Phase 4 project
- Elsie Juma
- Iain Mosima
- Ibrahim Hafiz
- Elsie Kiprop
- Davis Obatsa
- Peter Kigotho
- Oscar Karuga
Cinemy,a movie streaming company asked their users to rate them on google play store. The feedback received was that the movies recommended to the users didn't match their interests thus most customers were dissatisfied. They have approached us, a data analytics company to help them solve their problem. We will therefore, build a movie recommender system that will aid in suggesting top 5 movies to the streaming site users based on their ratings and the genres they prefer.
We will use RSME and MAE as our metric for success,the model having the lowest scores being our best model.
The data used has been sourced from MovieLens dataset from the GroupLens research lab at the University of Minnesota.
It contains 100836 ratings and 3683 tag applications across 9742 movies. These data were created by 610 users.
The dataset is distributed among four csv files:
1.links.csv
2.movies.csv
3.ratings.csv
4.tags.csv
1.Movies.csv
Each line of this file after the header row represents one movie, and has the following columns: movieId: Unique id for each movie title: Name of movies followed by their year of release genres: categories that a movie might fall into separated by |
2.Links.csv
The file links.csv
contains indentifiers that can be used to link this data to other data sources like IMDb. Each line of this file after the header row represents one imdb link, and has the following columns:
- movieId: Unique id for each movie as used by https://movielens.org.

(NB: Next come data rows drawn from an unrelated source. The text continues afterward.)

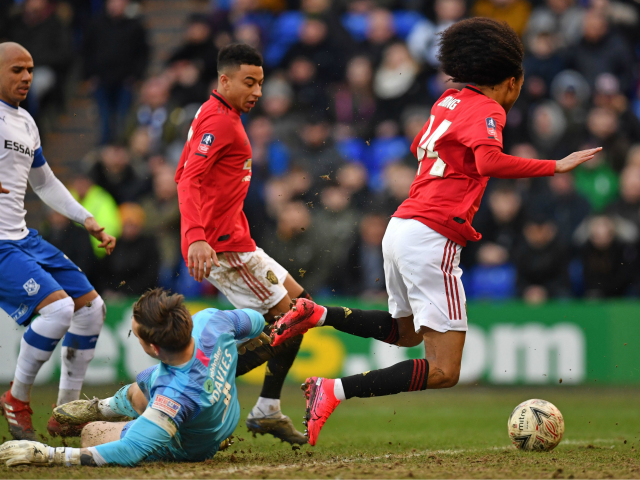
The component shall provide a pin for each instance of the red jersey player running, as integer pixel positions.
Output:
(458, 149)
(213, 179)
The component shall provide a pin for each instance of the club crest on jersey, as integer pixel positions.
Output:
(205, 143)
(31, 287)
(491, 127)
(166, 405)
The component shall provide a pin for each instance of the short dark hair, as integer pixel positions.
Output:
(481, 51)
(237, 54)
(163, 320)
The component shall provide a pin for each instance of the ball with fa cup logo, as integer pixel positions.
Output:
(536, 425)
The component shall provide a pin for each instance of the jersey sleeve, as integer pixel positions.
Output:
(485, 126)
(245, 323)
(209, 141)
(491, 162)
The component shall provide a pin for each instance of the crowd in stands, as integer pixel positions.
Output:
(349, 83)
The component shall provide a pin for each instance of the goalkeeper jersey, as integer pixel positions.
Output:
(199, 398)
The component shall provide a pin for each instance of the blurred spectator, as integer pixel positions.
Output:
(316, 45)
(603, 126)
(570, 208)
(543, 61)
(628, 205)
(337, 220)
(607, 95)
(39, 30)
(560, 18)
(541, 260)
(132, 268)
(188, 88)
(153, 111)
(198, 47)
(115, 56)
(102, 206)
(65, 235)
(162, 215)
(608, 262)
(514, 12)
(364, 273)
(380, 33)
(113, 172)
(597, 181)
(318, 154)
(354, 103)
(423, 39)
(601, 51)
(299, 246)
(501, 224)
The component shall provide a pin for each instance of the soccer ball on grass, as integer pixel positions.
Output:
(536, 425)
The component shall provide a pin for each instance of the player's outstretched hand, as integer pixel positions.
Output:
(107, 241)
(576, 158)
(200, 259)
(24, 452)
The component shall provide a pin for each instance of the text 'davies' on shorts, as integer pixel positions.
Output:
(422, 271)
(249, 279)
(31, 269)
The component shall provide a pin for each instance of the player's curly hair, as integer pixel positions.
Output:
(236, 54)
(163, 320)
(481, 51)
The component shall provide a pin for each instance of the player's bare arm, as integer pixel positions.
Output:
(576, 158)
(201, 257)
(108, 242)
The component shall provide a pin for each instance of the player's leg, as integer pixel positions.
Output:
(279, 365)
(99, 433)
(424, 278)
(254, 280)
(26, 291)
(79, 342)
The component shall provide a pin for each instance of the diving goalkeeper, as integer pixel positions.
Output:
(183, 408)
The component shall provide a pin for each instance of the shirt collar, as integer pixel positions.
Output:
(222, 100)
(474, 89)
(8, 105)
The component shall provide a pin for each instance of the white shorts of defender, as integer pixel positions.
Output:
(422, 271)
(249, 279)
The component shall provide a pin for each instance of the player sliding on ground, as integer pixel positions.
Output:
(37, 279)
(184, 407)
(458, 149)
(213, 178)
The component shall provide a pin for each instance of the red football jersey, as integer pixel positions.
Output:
(448, 187)
(213, 178)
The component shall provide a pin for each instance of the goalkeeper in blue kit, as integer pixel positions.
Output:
(182, 409)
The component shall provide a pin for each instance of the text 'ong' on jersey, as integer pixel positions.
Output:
(448, 188)
(19, 151)
(213, 178)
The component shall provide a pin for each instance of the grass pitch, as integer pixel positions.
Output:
(460, 433)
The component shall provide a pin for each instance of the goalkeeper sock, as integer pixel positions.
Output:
(407, 376)
(364, 323)
(121, 405)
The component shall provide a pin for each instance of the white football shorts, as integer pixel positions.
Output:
(249, 279)
(422, 272)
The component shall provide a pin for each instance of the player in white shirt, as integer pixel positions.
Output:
(35, 277)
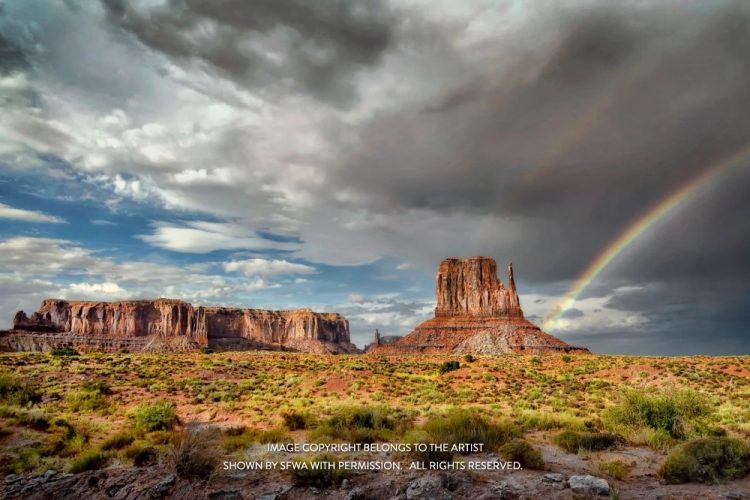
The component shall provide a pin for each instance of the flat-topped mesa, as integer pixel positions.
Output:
(475, 314)
(167, 322)
(471, 287)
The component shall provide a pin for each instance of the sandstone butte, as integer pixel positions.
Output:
(475, 314)
(173, 325)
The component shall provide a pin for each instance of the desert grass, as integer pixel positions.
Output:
(81, 411)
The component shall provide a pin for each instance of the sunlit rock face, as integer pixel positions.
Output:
(170, 323)
(476, 314)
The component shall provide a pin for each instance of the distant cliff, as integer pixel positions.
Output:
(175, 325)
(475, 314)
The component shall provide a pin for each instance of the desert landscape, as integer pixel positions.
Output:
(127, 424)
(522, 413)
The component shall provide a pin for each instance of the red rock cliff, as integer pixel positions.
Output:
(476, 314)
(302, 329)
(471, 287)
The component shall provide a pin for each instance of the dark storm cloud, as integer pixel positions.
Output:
(318, 46)
(577, 140)
(12, 57)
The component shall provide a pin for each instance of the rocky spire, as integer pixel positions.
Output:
(515, 302)
(470, 287)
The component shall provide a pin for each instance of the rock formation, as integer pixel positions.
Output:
(381, 340)
(165, 324)
(476, 314)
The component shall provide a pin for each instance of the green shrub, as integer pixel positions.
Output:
(15, 391)
(616, 469)
(142, 455)
(118, 441)
(97, 386)
(519, 450)
(574, 441)
(238, 438)
(86, 401)
(707, 460)
(89, 460)
(277, 435)
(156, 416)
(463, 426)
(360, 424)
(677, 412)
(64, 351)
(318, 477)
(36, 419)
(448, 366)
(194, 454)
(294, 420)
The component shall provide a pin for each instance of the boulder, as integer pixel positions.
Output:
(588, 485)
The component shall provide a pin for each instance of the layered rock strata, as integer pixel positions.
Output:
(476, 314)
(165, 324)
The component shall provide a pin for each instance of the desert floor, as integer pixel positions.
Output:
(125, 425)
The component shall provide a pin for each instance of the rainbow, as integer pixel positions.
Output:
(677, 198)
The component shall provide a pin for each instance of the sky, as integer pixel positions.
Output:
(328, 154)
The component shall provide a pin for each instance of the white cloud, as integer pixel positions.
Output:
(592, 313)
(8, 212)
(263, 267)
(204, 237)
(36, 268)
(107, 289)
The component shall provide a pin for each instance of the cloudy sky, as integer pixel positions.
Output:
(329, 153)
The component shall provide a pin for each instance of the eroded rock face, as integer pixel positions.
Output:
(476, 314)
(98, 323)
(470, 288)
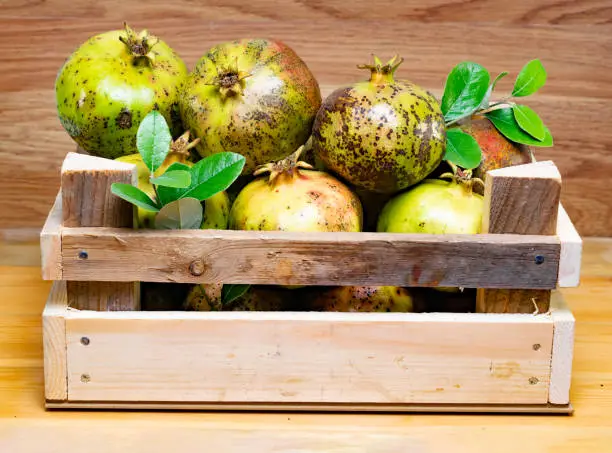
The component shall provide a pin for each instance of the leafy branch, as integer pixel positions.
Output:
(468, 92)
(181, 188)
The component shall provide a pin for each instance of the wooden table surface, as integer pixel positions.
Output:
(25, 426)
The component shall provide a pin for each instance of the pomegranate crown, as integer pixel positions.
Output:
(288, 166)
(461, 176)
(140, 44)
(382, 73)
(230, 79)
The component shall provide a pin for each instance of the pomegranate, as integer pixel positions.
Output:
(497, 150)
(434, 207)
(382, 135)
(294, 198)
(255, 97)
(363, 298)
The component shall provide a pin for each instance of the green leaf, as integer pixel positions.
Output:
(531, 78)
(179, 179)
(230, 293)
(170, 194)
(465, 89)
(183, 214)
(210, 176)
(487, 98)
(529, 121)
(504, 121)
(134, 195)
(462, 149)
(153, 140)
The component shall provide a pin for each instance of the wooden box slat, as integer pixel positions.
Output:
(490, 261)
(337, 361)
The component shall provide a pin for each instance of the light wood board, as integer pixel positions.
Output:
(26, 426)
(284, 357)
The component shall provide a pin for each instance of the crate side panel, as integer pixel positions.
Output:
(411, 359)
(283, 258)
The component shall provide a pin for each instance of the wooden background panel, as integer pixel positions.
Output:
(574, 40)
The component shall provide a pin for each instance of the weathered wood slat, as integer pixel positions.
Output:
(206, 256)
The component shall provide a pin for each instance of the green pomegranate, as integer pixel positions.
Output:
(363, 299)
(110, 83)
(254, 97)
(434, 207)
(293, 198)
(381, 135)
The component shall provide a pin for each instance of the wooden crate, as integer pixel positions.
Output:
(513, 355)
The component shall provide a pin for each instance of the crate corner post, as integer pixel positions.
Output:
(87, 201)
(522, 199)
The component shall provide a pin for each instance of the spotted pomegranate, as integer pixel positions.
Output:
(294, 198)
(254, 97)
(382, 135)
(110, 83)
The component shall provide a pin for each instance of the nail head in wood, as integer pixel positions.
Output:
(197, 267)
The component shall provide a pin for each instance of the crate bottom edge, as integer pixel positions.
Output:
(566, 409)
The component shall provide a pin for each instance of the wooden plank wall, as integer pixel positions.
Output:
(573, 39)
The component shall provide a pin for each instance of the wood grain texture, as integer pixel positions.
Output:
(87, 201)
(51, 243)
(54, 344)
(430, 408)
(308, 357)
(522, 12)
(433, 37)
(523, 199)
(563, 351)
(284, 258)
(571, 250)
(26, 426)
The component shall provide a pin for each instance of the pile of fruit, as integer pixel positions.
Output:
(246, 142)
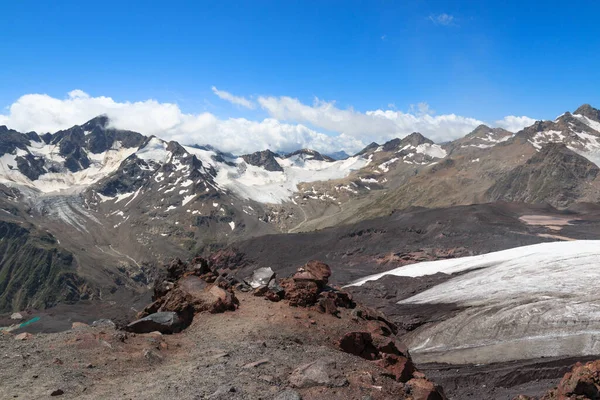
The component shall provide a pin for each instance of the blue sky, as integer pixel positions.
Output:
(484, 60)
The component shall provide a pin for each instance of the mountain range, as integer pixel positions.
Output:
(90, 211)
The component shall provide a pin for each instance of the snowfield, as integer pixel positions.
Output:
(521, 303)
(256, 183)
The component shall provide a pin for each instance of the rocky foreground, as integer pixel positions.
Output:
(210, 335)
(262, 338)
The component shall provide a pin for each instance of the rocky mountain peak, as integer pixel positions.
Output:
(265, 159)
(415, 139)
(310, 154)
(555, 175)
(588, 111)
(101, 121)
(371, 147)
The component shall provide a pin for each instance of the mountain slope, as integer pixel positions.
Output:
(554, 175)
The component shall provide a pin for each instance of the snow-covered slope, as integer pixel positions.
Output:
(526, 302)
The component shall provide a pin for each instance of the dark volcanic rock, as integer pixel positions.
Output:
(163, 322)
(309, 154)
(588, 111)
(360, 344)
(30, 166)
(582, 383)
(555, 175)
(368, 149)
(265, 159)
(314, 271)
(321, 372)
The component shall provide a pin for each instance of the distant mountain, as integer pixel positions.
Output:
(120, 203)
(554, 175)
(339, 155)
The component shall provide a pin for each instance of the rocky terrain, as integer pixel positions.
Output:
(312, 342)
(434, 233)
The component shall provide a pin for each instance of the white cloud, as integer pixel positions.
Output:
(378, 125)
(291, 124)
(240, 101)
(43, 113)
(514, 124)
(442, 19)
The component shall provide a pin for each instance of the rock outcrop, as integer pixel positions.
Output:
(581, 383)
(187, 289)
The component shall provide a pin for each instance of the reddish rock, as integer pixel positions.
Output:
(300, 293)
(314, 271)
(582, 382)
(369, 314)
(330, 300)
(192, 295)
(79, 325)
(422, 389)
(379, 328)
(360, 344)
(389, 345)
(401, 368)
(23, 336)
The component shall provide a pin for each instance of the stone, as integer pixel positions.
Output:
(369, 314)
(152, 356)
(422, 389)
(322, 372)
(23, 336)
(390, 345)
(401, 368)
(360, 344)
(260, 277)
(288, 394)
(17, 316)
(583, 381)
(79, 325)
(315, 271)
(193, 295)
(164, 322)
(224, 392)
(330, 300)
(256, 363)
(104, 323)
(300, 293)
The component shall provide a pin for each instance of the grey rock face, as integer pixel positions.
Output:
(261, 277)
(322, 372)
(163, 322)
(265, 159)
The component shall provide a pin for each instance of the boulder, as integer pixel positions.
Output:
(369, 314)
(329, 301)
(288, 394)
(389, 345)
(23, 336)
(401, 368)
(582, 382)
(79, 325)
(314, 271)
(322, 372)
(303, 293)
(422, 389)
(17, 316)
(163, 322)
(360, 344)
(193, 295)
(176, 269)
(260, 277)
(104, 323)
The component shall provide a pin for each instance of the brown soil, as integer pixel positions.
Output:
(215, 353)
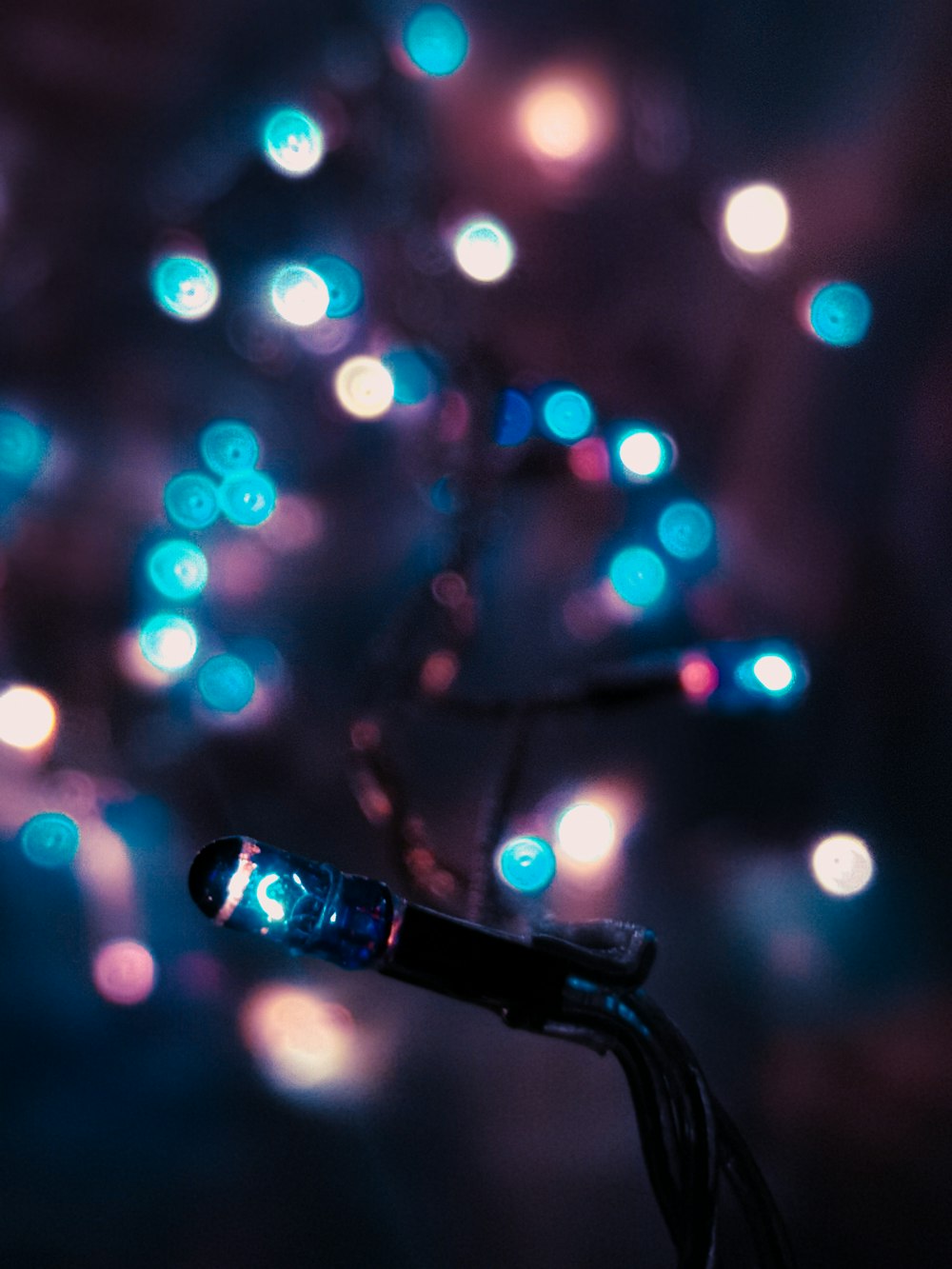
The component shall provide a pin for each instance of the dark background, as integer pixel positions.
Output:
(149, 1135)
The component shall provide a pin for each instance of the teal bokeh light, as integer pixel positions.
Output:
(248, 498)
(168, 643)
(228, 446)
(436, 39)
(343, 283)
(567, 415)
(50, 839)
(685, 529)
(177, 568)
(192, 500)
(186, 287)
(841, 313)
(526, 864)
(227, 683)
(638, 576)
(292, 141)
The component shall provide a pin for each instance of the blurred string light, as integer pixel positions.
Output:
(757, 220)
(526, 864)
(841, 313)
(50, 839)
(638, 576)
(177, 568)
(27, 717)
(364, 386)
(484, 250)
(192, 500)
(842, 864)
(436, 39)
(227, 683)
(185, 287)
(299, 294)
(168, 643)
(292, 142)
(125, 972)
(685, 529)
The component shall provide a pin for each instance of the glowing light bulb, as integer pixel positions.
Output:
(248, 498)
(186, 287)
(227, 683)
(178, 568)
(842, 864)
(526, 864)
(228, 446)
(192, 500)
(299, 294)
(168, 643)
(124, 972)
(292, 142)
(484, 250)
(364, 387)
(841, 313)
(50, 839)
(638, 576)
(436, 39)
(757, 218)
(27, 717)
(685, 529)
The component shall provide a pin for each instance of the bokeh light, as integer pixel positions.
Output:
(685, 529)
(178, 568)
(186, 287)
(757, 218)
(125, 972)
(526, 864)
(436, 39)
(638, 576)
(292, 142)
(841, 313)
(248, 499)
(27, 717)
(50, 839)
(299, 294)
(192, 500)
(365, 387)
(484, 250)
(227, 683)
(168, 643)
(842, 864)
(228, 446)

- imdbId: Unique id for each movie as used by http://www.imdb.com.
- tmdbId: Unique id for each movie as used by https://www.themoviedb.org.
3.Tags.csv.
Each line of this file after the header row represents one tag applied to one movie by one user, and has the following columns:
- userId: Unique id for each user
- movieId: Unique id for each movie
- tag: User-generated metadata about the movie in forms of short meaningful phrases
- timestamp: Time when tag was provided by user
4.Ratings.csv
Each line of this file after the header row represents one rating, and has the following columns:
- userId: Unique id for each user
- movieId: Unique id for each movie
- rating: Rating given by userId for movieId. Ratings are made on a 5-star scale with 0.5 increments.
- timestamp: Time when rating was given